I am currently working on a firmware update mechanism for embedded system with low memories.

Part of the system requires to hash (with SHA-256) the binary file before sending the file (other security features are added but do not impact this question). The device must verify this hash before validating it, but is pretty low on memory. It will receive the data in small chunks, and I am wondering if it is possible to compute partial hash "on the fly", to avoid loading the whole binary again after the full transfer.

As an example, let's say the data to hash is "part1part2part3". The hash of the full data is "hash", the hash of "part1" is "hash1", the hash of "part2" is "hash2" and the hash of "part3" is "hash3".

Is there any mathematical operation I can do to convert partial hashes to the full one? Something like

hashReceived = hash
tempHash = operation(hash1,hash2)
tempHash = operation(tempHash, hash3)
if(hashReceived == tempHash)
... continue
else
... fail

I am looking for a mathematical property (something like the distributive property) of SHA-256 that could allow such behavior without breaking any of the SHA-256 properties.

CodePudding user response：

The way you've described this is not possible. You cannot combine "subhashes" to determine a full hash. If you could do that, the hash would be subject to length-extension attacks and not be secure. ("Secure" here is defined in a fairly precise and technical way. See the link from Stef about other hashing approaches that loosen this requirement.)

But, as the question's comments note, it is completely possible to stream data into SHA256 without ever holding all the data in memory. That is the normal way that hash functions are computed. SHA256 works on a block size of 64 bytes. That is all the data you need to hold at a time, plus 32 bytes of state.

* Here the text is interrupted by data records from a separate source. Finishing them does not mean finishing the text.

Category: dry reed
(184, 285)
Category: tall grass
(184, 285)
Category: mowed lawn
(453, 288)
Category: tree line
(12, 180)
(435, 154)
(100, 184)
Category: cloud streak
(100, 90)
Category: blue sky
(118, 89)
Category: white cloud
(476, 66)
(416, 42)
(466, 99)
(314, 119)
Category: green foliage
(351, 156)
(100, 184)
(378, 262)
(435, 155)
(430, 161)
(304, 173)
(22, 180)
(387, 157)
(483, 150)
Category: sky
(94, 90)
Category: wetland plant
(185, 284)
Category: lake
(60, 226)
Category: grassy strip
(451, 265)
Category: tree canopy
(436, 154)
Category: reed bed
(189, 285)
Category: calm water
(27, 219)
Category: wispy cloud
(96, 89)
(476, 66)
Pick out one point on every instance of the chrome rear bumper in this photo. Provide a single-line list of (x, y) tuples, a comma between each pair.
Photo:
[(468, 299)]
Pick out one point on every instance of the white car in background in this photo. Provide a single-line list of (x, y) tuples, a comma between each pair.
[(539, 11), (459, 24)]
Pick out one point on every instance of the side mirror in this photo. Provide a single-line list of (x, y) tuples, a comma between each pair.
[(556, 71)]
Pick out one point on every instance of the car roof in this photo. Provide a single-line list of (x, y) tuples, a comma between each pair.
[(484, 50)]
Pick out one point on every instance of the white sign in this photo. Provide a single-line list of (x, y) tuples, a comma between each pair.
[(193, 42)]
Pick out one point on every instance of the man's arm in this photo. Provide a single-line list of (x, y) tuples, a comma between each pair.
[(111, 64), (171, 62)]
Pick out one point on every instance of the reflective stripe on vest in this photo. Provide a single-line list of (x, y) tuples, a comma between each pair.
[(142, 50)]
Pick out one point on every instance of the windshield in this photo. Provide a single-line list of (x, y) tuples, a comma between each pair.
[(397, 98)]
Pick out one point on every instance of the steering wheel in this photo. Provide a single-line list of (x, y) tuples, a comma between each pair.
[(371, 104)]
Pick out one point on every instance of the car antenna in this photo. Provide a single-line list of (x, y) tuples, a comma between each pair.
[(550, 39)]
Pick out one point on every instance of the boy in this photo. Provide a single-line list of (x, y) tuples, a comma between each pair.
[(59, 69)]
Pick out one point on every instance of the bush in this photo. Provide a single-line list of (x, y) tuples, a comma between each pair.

Most common hashing libraries have this as part of the API. It generally looks something like:

hasher = create_hasher()
update_hash(hasher, data1)
update_hash(hasher, data2)
update_hash(hasher, data3)
final_hash = compute_hash(hasher)

The hasher in this example mutates its internal state every time update_hash is called, and then finalizes the hash when compute_hash is called. Calls to update_hash() do not allocate any new memory, and there's no need to hold onto the data packets after they've been used to update the hash.